Обыск продолжался в общей сложности часа два. Я измаялась. Голова представлялась похожей на чугунное ведро, шея задеревенела. Кошмарно хотелось в туалет. Впрочем, ничего интересного, кроме “комплиментов” в свой адрес, я больше не услышала. Квартиру разнесли в хлам. Похоже, диск не нашли. Впрочем, я бы удивилась, если б нашли.

Вычурные настенные часы с дурацкими цветочками вместо цифр показывали начало десятого. Если Саша не в загуле и не уехал к семейству на дачу, то он мог вернуться в любую минуту.

Когда за стеной все затихло и лязгнула входная дверь, я повернулась к Корнилову, который все это время молча сидел на кровати и смотрел в одну точку, вытаскивая перышки из подушки.

– Нашли? – тусклым голосом спросил он.

– Не знаю.

– Куда ты его спрятала?

– В такое место, куда ни одни нормальный мужик не заглянет.

– А если там была баба? – не сдавался Герострат.

– Я слышала только мужские голоса.

Андрей вцепился в подушку.

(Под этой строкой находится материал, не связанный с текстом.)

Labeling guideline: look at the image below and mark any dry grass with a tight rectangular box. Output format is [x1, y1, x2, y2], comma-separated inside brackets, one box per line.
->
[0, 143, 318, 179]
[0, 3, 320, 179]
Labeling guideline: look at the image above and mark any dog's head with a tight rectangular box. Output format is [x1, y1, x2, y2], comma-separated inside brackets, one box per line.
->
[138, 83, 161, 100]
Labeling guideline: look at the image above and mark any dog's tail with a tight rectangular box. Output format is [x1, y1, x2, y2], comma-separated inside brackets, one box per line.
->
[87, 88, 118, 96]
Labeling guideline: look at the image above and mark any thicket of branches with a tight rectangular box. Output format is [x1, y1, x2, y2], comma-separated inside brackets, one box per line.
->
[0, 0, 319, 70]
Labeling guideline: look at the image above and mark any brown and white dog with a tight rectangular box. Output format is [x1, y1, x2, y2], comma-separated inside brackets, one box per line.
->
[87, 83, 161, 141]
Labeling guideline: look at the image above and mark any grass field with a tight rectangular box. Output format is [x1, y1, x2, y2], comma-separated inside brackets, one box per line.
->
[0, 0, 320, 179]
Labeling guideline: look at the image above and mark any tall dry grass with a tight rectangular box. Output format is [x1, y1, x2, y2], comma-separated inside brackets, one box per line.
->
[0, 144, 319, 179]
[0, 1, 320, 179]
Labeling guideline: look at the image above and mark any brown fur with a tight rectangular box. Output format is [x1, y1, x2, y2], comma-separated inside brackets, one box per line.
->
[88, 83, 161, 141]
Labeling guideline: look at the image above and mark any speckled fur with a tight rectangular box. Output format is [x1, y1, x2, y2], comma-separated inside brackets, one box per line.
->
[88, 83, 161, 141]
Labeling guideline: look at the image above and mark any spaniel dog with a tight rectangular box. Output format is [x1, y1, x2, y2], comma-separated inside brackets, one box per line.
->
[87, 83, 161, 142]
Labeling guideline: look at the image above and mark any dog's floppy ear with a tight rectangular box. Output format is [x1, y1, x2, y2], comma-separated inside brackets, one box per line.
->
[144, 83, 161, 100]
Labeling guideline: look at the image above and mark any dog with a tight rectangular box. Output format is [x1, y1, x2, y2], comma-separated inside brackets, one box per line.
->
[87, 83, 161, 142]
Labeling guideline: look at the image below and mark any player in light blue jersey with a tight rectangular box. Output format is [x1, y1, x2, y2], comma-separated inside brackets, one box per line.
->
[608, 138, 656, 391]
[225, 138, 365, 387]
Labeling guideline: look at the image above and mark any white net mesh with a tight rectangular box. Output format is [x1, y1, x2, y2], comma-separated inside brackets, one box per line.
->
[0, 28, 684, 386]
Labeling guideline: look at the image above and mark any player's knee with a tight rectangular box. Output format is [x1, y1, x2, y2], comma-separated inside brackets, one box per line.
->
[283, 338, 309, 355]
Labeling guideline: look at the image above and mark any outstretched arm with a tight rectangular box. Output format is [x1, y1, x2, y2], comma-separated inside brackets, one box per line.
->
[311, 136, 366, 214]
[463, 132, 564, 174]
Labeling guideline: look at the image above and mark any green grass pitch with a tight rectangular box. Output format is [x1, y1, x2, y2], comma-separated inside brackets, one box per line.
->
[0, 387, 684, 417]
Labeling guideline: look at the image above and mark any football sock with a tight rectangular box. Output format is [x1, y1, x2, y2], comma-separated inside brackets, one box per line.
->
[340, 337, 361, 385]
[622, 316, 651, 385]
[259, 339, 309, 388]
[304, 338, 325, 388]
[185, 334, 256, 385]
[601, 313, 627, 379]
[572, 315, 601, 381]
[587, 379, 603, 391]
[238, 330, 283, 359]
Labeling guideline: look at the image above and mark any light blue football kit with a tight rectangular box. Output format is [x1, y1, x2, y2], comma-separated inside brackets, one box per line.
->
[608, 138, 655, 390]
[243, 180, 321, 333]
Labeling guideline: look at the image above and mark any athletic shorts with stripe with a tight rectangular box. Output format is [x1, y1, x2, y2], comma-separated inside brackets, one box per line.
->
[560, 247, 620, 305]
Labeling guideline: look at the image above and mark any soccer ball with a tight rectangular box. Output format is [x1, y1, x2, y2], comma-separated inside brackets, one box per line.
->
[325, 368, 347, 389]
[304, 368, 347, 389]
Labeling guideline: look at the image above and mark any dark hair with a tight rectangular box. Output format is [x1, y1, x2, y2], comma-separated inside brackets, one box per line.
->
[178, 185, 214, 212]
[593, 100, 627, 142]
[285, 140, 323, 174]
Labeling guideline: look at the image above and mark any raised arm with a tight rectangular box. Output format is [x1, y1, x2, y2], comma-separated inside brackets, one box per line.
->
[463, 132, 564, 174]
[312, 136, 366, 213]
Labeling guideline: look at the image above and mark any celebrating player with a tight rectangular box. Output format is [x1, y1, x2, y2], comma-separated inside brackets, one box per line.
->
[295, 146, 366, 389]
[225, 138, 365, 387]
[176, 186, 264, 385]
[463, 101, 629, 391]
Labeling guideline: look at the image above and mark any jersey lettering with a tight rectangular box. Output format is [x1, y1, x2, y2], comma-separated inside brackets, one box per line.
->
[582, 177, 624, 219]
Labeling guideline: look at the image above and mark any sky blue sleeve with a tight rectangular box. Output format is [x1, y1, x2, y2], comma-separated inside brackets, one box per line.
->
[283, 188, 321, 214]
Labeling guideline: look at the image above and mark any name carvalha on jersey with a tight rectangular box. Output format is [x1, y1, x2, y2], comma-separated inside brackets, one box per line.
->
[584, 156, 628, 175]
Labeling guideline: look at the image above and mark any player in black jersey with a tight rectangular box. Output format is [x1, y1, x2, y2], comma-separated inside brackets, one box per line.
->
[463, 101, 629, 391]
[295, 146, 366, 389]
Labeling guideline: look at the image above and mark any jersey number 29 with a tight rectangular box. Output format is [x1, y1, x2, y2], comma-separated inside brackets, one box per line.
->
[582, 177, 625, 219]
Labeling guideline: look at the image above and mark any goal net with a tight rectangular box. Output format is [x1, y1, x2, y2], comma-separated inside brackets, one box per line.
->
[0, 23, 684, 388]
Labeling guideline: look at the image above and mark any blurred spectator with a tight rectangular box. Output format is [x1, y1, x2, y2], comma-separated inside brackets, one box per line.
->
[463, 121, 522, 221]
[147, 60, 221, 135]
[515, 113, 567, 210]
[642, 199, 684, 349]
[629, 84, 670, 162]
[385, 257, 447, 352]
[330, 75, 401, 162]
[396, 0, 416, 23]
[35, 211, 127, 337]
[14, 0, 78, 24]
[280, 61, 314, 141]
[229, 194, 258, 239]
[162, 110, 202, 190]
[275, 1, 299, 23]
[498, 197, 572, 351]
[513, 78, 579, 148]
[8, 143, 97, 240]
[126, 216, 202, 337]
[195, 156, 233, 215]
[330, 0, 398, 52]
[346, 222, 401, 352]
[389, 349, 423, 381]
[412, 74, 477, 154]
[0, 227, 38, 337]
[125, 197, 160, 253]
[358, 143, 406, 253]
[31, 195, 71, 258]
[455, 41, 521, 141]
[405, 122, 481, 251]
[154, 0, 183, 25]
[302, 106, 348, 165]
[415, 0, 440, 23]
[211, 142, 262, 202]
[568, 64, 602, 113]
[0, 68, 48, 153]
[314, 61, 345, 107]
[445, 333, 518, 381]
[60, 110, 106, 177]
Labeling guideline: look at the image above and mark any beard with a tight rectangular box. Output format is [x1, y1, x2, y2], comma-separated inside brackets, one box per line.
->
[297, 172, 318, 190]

Мне показалось, что сейчас он швырнет ее в меня. От него исходила горячая волна едва сдерживаемой ярости.

– Нам надо узнать! – сквозь зубы процедил он.

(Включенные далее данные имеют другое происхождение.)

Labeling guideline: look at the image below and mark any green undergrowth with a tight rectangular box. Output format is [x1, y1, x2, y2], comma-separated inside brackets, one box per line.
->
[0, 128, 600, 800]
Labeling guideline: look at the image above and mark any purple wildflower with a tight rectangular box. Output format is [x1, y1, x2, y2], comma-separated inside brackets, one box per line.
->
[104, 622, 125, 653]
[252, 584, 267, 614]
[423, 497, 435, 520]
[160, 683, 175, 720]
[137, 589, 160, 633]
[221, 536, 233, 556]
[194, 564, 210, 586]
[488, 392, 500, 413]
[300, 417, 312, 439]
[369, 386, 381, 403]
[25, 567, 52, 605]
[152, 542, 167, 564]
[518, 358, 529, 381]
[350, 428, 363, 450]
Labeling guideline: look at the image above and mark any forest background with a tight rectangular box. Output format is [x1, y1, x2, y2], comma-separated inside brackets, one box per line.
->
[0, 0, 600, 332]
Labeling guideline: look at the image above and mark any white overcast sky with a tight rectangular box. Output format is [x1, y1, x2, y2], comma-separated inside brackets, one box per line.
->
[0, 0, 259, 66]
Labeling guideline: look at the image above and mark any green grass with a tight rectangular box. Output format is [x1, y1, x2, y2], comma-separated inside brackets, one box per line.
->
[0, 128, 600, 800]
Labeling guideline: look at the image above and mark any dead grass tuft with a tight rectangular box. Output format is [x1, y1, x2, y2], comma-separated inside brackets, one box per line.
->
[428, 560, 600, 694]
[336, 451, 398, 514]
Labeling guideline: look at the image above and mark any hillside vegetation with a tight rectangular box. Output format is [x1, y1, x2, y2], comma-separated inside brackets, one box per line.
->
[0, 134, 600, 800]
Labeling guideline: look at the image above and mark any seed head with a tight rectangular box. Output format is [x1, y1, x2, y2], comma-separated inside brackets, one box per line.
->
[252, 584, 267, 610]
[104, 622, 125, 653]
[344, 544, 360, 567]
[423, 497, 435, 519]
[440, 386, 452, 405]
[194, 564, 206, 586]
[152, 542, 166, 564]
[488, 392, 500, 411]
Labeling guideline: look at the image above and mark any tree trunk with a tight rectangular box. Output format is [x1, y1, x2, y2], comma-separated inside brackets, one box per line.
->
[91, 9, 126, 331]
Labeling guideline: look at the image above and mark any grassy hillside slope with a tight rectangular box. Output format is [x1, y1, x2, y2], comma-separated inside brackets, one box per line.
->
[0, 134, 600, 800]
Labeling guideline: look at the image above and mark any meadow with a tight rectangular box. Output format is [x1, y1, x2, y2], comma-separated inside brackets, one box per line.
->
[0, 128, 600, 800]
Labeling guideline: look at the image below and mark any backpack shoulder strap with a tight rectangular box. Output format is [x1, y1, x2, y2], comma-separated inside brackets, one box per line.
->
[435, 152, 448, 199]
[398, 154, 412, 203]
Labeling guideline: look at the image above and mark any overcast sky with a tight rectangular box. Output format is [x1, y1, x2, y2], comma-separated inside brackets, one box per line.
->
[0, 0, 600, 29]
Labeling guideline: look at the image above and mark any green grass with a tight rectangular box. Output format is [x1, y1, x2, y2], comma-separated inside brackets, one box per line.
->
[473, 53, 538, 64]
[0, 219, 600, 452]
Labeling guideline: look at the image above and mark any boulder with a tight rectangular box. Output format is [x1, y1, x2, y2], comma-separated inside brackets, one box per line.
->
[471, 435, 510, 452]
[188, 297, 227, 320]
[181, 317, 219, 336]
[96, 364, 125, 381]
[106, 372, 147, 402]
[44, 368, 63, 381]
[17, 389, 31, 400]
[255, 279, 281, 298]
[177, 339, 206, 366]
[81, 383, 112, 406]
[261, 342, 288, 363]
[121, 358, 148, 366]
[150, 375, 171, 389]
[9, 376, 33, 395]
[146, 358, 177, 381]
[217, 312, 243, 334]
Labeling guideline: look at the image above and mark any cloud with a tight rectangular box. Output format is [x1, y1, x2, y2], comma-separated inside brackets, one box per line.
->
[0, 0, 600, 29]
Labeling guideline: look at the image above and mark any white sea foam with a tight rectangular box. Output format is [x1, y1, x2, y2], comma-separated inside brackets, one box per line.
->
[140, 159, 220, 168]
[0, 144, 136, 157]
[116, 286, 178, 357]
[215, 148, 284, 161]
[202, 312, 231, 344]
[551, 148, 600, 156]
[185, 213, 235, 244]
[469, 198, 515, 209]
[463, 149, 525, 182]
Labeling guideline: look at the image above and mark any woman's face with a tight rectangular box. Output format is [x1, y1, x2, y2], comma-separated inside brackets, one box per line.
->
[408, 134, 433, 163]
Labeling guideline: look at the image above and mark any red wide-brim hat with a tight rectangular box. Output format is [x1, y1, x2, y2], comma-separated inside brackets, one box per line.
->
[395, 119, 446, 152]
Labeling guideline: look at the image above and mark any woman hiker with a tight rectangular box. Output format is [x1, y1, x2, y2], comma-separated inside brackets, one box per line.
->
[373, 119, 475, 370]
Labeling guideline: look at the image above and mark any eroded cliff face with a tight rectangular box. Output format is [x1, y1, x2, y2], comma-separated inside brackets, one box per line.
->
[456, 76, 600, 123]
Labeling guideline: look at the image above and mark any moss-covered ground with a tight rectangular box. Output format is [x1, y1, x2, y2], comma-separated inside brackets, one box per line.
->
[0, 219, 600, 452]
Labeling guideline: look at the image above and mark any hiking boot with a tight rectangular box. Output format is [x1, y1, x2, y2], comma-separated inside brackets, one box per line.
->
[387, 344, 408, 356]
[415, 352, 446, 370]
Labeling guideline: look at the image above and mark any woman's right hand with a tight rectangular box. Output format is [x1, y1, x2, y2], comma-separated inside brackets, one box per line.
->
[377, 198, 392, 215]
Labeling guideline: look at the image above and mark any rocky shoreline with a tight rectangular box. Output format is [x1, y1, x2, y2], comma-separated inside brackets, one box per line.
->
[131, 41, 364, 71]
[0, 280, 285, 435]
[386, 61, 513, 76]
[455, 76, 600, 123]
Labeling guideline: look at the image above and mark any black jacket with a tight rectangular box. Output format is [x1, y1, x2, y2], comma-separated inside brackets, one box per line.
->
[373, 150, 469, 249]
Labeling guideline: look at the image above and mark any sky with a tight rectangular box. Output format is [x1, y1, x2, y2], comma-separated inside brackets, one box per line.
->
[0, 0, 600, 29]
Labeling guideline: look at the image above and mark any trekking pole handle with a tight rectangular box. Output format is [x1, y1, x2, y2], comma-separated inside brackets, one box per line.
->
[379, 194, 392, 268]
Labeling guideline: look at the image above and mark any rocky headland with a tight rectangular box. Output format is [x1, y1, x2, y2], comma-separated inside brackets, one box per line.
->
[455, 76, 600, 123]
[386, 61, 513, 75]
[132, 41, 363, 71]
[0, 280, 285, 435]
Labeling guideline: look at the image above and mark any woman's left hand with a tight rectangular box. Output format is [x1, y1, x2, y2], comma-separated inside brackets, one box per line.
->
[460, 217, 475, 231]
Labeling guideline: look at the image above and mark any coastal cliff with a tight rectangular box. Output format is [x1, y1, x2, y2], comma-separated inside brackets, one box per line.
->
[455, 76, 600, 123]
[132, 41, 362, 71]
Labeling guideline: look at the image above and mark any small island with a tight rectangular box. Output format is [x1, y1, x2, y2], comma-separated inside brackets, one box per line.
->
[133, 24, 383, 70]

– Ты предлагаешь вернуться? – поразилась я. – У тебя с головой все в порядке? Если они нашли диск, то будут искать нас, чтобы убрать. А если не нашли, то тем более будут следить за квартирой. Надо сматываться. И побыстрее.

К счастью, на двери стояли два обычных английских замка, которые изнутри можно было открыть без ключа. Тихонько прищелкнув дверь, чтобы не привлекать внимание соседей, мы вышли из квартиры и поднялись на лифте на двенадцатый этаж.

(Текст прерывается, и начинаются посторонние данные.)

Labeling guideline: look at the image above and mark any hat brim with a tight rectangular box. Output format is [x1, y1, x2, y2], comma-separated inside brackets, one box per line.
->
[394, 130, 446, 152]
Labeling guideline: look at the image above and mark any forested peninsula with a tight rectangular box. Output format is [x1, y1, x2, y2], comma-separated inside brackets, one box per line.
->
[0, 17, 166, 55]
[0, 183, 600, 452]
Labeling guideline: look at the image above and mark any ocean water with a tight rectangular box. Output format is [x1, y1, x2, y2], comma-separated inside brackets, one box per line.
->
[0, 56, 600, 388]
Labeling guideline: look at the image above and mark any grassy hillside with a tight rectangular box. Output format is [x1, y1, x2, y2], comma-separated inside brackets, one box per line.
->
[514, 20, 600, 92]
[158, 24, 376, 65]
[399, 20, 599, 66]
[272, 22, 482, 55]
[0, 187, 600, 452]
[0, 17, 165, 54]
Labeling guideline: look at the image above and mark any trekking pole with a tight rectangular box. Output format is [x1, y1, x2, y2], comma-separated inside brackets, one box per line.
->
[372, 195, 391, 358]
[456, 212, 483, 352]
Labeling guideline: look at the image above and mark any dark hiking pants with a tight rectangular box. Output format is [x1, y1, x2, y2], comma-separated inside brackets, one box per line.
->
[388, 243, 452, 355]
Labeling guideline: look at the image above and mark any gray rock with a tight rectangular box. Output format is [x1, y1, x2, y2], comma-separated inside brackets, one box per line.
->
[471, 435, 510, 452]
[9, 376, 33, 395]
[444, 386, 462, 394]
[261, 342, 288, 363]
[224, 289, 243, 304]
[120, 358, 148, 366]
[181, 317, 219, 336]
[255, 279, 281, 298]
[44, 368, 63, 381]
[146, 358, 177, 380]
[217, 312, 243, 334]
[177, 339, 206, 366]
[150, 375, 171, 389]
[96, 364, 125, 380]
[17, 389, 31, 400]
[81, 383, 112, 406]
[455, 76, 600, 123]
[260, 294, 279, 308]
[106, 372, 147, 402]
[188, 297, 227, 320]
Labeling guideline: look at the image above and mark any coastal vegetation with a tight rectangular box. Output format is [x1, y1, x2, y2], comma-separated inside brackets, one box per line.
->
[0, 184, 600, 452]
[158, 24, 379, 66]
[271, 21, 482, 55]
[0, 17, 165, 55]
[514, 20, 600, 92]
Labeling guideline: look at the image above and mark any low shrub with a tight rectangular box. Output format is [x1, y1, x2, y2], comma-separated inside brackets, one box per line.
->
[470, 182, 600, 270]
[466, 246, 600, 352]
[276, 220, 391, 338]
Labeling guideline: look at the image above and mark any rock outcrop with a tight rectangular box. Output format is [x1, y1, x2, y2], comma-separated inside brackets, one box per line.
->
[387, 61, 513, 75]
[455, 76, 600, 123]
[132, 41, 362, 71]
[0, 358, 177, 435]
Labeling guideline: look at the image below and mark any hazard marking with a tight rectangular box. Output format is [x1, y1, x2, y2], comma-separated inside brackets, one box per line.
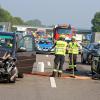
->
[50, 77, 56, 88]
[25, 72, 91, 80]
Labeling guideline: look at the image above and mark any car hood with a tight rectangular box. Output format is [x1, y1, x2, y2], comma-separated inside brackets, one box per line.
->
[38, 44, 53, 48]
[0, 48, 12, 57]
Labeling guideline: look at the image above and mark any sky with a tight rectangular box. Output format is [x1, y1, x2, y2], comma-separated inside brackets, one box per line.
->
[0, 0, 100, 29]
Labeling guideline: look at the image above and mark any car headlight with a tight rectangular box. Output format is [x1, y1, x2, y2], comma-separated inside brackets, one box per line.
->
[37, 46, 42, 50]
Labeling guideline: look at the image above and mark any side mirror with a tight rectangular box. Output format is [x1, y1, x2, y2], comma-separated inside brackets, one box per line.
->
[17, 47, 26, 52]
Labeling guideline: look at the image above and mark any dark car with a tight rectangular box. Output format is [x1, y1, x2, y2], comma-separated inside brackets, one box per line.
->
[36, 39, 54, 53]
[81, 43, 98, 64]
[0, 32, 36, 77]
[91, 44, 100, 78]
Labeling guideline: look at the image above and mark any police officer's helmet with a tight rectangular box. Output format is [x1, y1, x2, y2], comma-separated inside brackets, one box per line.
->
[59, 35, 65, 41]
[71, 36, 76, 41]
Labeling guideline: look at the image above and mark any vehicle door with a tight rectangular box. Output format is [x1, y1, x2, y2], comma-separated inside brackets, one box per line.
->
[83, 44, 91, 59]
[16, 35, 36, 73]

Месяца три назад у нас было собрание жильцов, на котором стояла жуткая ругань на тему не закрытых на замок чердаков и подвалов. Теперь все боятся террористов. Домоуправление требовало скинуться, мы орали, что это их забота, иначе зачем мы платим бешеные бабки за содержание дома. Консенсуса не получилось. На это и была надежда.

Но, как выяснилось зря. Чердачная дверь оказалась обитой жестью и была заперта на новенький, еще не успевший заржаветь замок. Вот так всегда, когда не надо... Оставалось идти напролом.

К сожалению, из окна на площадке разглядеть то, что творилось внизу, не удалось. Наш дом строился для какого-то учреждения, то ли для академического института, то ли еще для чего-то, и его архитектура просто потрясает своей глупостью. Потолки низкие, коридоры с неожиданными загогулинами, окна разных размеров и на разных уровнях. Лестничные колодцы в одних подъездах выдаются вперед, в других наоборот заглублены до безобразия. Не дом, а длинный муравейник. Очень длинный, на целую трамвайную остановку. Поэтому, даже сильно напрягаясь и вытягивая шею, я могла рассмотреть только пятачок перед входом и кирпичные стены слева и справа.

С угрожающим скрипом подъехал лифт. Кнопки на панели были сожжены, стены исписаны матерными словами и разукрашены похабными картинками, лампочка мигала, опасно повиснув из-под разбитого плафона на одном проводе. Дверь украшало изречение, жирно начертанное черным фломастером: “Тот, кто в лифте ссать горазд – сто процентов пидорас!” Вонючая лужа на полу это подтверждала.

Впрочем, и подъезд оказался не лучше. Почтовые ящики были сорваны или подмигивали раскуроченными дверцами. Везде грязь, на стенах лохмотья сорванных объявлений. То ли здесь какая-то патогенная зона, то ли в нашем подъезде живут исключительно домовитые ангелы.

У двери мы застопорились. А что, если нас ждут? От подъезда до подъезда метров двадцать, не больше.

Пока мы стояли, не решаясь выйти, появился Саша. Увидел меня, кивнул приветливо. Даже не поинтересовался, чего это я околачиваюсь в чужом парадном. Вовремя мы! Интересно, что-то он скажет, обнаружив на полу в спальне чужую стремянку, а на тумбочке у телевизора – банку из-под варенья?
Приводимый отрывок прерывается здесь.